American society in the present day is grappling with issues of privacy and surveillance. These issues, the technologies involved, and implications for the organization and function of American society are examined in this dissertation.
Public Law 109-13 contains the Real ID Act, and the implementation of this act has far-reaching ramifications for Americans’ privacy. The Real ID Act, an exemplar of recentlaws regarding privacy and surveillance, serves as a basis for discussing the development of a surveillance society and its potential harm to American citizens.
The dissertation begins by framing the evolution of the concept in American society, exploring anti-terror legislation as the latest assumption of extraordinary powers by the state in times of war and national emergency, and comparing previous abridgements of enumerated Constitutional rights in such times.

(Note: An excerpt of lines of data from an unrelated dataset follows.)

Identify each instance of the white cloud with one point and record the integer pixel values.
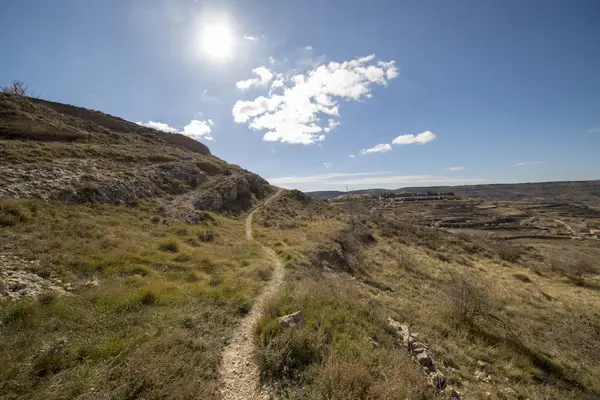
(161, 126)
(380, 148)
(522, 164)
(292, 110)
(265, 76)
(421, 138)
(199, 129)
(207, 97)
(332, 123)
(196, 129)
(455, 169)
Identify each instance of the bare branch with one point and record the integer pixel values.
(16, 87)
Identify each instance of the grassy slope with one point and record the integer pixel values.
(168, 298)
(539, 334)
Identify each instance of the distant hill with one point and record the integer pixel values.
(581, 190)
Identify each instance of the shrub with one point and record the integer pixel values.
(522, 277)
(206, 235)
(576, 269)
(284, 355)
(12, 213)
(508, 252)
(467, 299)
(169, 245)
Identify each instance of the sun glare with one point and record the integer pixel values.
(217, 41)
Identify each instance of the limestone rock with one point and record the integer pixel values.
(292, 321)
(425, 360)
(94, 282)
(437, 380)
(507, 393)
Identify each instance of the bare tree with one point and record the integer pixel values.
(16, 87)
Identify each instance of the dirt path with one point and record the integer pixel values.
(239, 373)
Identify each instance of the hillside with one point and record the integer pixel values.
(124, 266)
(56, 151)
(581, 190)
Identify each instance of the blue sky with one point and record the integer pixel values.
(417, 92)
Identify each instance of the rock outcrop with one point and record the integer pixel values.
(421, 354)
(60, 152)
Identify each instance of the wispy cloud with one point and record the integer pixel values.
(265, 77)
(421, 138)
(522, 164)
(199, 129)
(196, 129)
(161, 126)
(291, 111)
(380, 148)
(455, 169)
(209, 98)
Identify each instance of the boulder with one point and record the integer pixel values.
(94, 282)
(208, 201)
(293, 321)
(437, 380)
(188, 143)
(424, 359)
(507, 393)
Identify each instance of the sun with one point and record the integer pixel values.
(217, 41)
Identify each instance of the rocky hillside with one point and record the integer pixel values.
(60, 152)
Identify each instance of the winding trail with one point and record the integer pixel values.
(239, 374)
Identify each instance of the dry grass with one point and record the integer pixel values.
(537, 336)
(157, 323)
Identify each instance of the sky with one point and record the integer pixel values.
(324, 95)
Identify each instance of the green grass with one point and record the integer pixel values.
(536, 336)
(155, 326)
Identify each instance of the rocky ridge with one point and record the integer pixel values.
(60, 152)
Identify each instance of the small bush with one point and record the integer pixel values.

It next discusses the implication of the Real ID as an insecure collection of databases, and then it examines the effect of Real ID on American citizens’ privacy as a national identification card. States have resisted the implementation of the act on the bases that the act constitutes an unfunded mandate and damages privacy.

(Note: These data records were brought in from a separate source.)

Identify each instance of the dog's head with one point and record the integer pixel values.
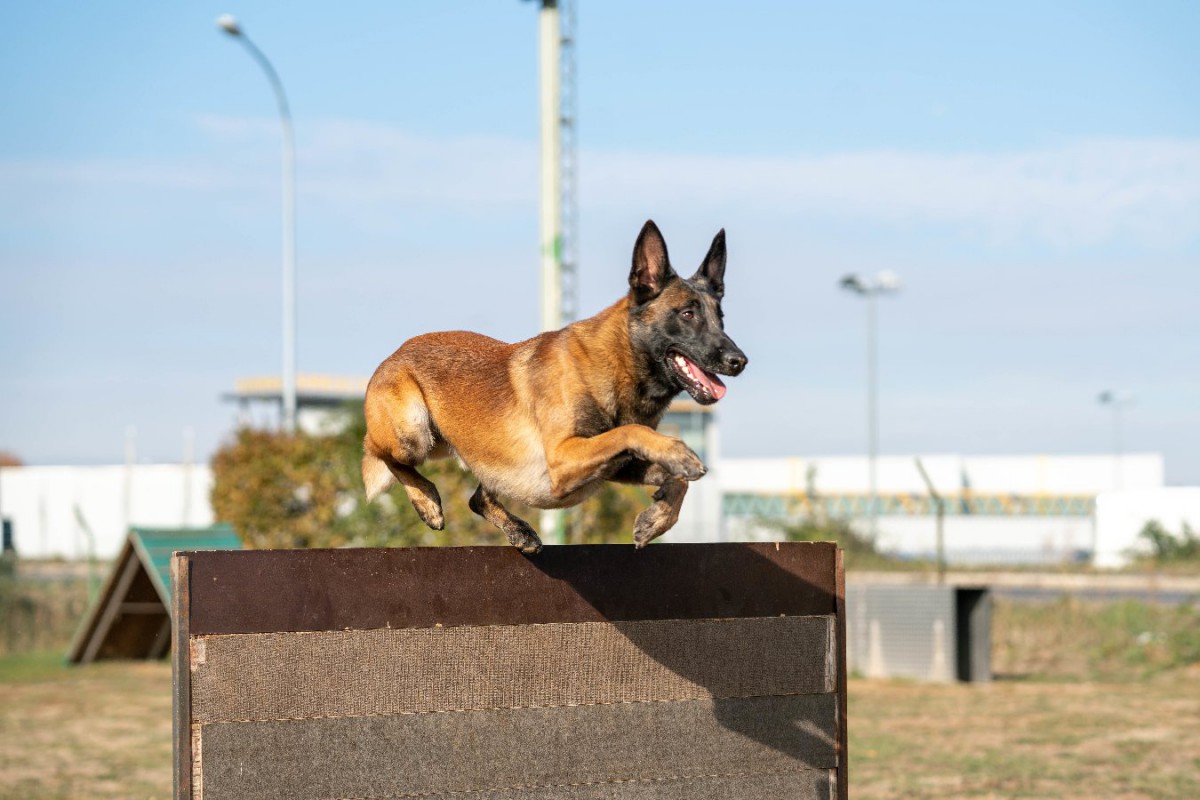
(678, 323)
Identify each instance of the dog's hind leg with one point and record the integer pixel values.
(421, 493)
(519, 531)
(660, 516)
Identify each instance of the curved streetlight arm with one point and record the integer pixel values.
(229, 25)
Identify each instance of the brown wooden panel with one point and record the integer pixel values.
(259, 591)
(438, 755)
(405, 671)
(181, 678)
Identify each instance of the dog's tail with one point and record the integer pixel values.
(377, 477)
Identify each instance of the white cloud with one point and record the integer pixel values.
(1081, 193)
(1093, 192)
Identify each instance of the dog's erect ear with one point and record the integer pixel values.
(652, 268)
(712, 271)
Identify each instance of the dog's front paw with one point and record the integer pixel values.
(682, 462)
(523, 539)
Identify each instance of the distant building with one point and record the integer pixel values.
(1000, 509)
(321, 401)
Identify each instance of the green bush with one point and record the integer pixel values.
(1170, 548)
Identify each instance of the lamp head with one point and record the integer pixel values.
(887, 281)
(228, 24)
(853, 282)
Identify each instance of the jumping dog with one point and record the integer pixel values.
(547, 420)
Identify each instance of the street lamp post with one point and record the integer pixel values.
(229, 25)
(1119, 401)
(869, 288)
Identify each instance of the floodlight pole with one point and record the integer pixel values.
(288, 407)
(1119, 401)
(868, 288)
(550, 40)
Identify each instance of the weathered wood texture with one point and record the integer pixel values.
(682, 671)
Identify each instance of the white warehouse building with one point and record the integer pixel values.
(999, 509)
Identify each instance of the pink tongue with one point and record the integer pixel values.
(707, 379)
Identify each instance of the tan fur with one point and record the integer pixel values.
(543, 421)
(507, 410)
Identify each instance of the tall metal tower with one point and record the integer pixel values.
(558, 180)
(558, 166)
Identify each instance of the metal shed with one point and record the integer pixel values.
(131, 617)
(927, 632)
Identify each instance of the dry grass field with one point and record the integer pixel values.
(1092, 702)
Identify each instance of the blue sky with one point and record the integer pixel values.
(1031, 170)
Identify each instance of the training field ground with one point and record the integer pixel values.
(1092, 702)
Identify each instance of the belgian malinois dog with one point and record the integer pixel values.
(547, 420)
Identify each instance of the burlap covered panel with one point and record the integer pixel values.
(364, 673)
(733, 749)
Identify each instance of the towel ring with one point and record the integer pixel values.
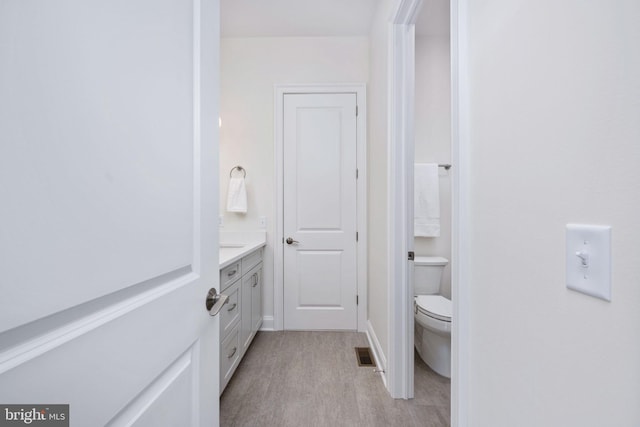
(240, 169)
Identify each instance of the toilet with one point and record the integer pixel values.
(432, 315)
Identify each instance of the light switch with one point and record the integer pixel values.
(588, 258)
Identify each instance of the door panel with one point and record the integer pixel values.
(320, 211)
(105, 254)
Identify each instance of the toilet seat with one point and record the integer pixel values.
(434, 306)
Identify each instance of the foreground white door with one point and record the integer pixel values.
(320, 279)
(108, 193)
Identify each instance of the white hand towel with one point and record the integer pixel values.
(426, 200)
(237, 197)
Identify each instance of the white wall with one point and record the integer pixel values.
(555, 138)
(377, 169)
(433, 136)
(250, 67)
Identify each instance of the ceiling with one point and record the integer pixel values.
(288, 18)
(309, 18)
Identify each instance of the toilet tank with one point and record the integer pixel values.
(427, 274)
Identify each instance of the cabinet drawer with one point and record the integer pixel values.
(230, 312)
(251, 260)
(229, 356)
(230, 274)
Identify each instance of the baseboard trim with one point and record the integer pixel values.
(378, 354)
(267, 323)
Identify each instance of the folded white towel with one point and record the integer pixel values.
(426, 200)
(237, 197)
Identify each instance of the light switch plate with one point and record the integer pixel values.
(588, 258)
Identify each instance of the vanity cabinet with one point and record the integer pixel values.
(241, 316)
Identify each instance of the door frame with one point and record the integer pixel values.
(401, 86)
(361, 203)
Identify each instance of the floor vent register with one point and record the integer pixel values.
(363, 354)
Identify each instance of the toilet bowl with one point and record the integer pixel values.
(432, 313)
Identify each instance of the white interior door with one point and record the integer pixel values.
(320, 280)
(108, 183)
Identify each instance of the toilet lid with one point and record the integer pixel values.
(435, 306)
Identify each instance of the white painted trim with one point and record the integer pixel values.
(400, 197)
(461, 148)
(361, 163)
(401, 81)
(378, 354)
(267, 323)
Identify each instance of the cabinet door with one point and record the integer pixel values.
(245, 323)
(256, 302)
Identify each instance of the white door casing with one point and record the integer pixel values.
(320, 270)
(108, 182)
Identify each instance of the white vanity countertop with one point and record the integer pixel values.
(236, 244)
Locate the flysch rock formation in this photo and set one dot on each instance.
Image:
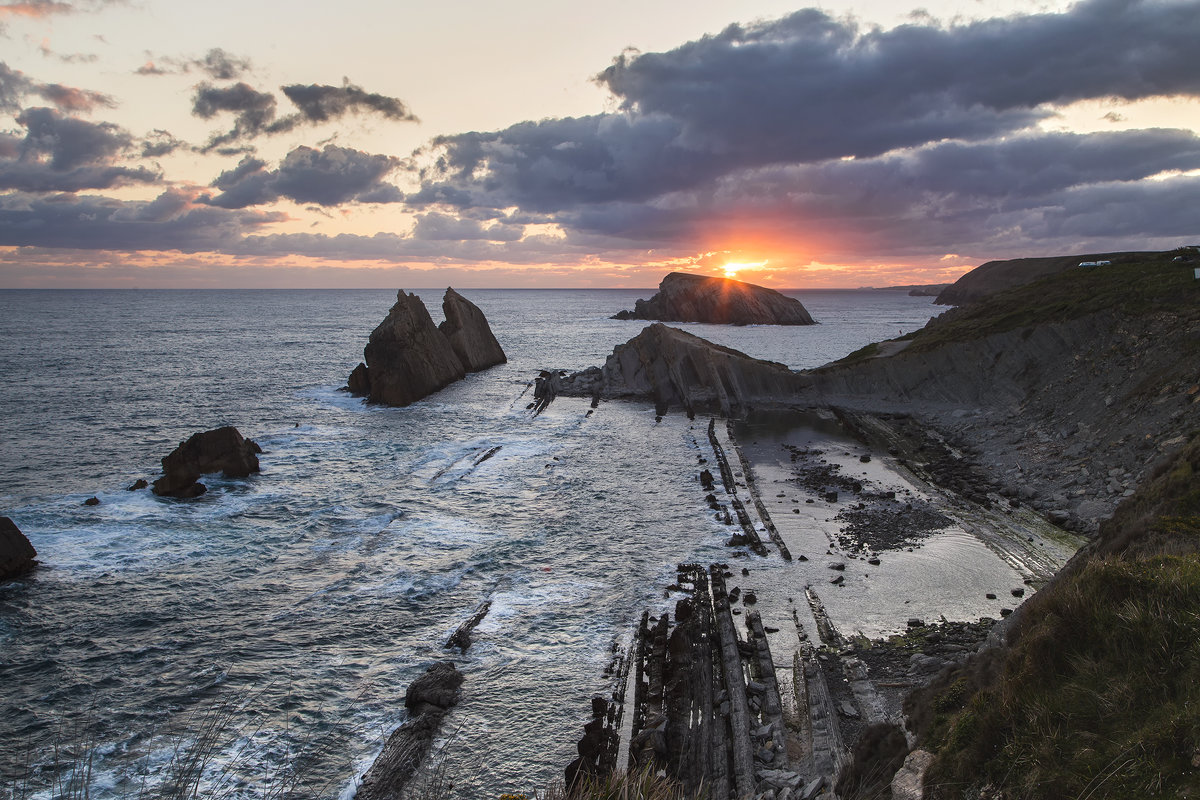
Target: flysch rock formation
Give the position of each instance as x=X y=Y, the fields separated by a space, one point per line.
x=672 y=367
x=471 y=337
x=427 y=701
x=222 y=450
x=684 y=298
x=17 y=553
x=409 y=358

The new surveillance system erodes personal privacy and creates a threat to privacy and autonomy from both criminals and the government, or sometimes (due to insider abuse of data) both. The dissertation details the possibility of how Real ID information access can be used against people in ways both legal and illegal, with comparisons to Great Britain; it also questions whether the government is even capable of handling increased information resources or whether such resources only provide more opportunities for improper access and misuse of personal data.
For most people, the developing surveillance state may only pose potential danger until someone is identified as a target, but its potential chilling effect threatens participatory democracy and the expression of legitimate political dissent.
The goal of this dissertation is to increase awareness of the incremental erosion of privacy rights which, once surrendered, become increasingly difficult to regain. It also aims to question some of the security assumptions that justify this erosion.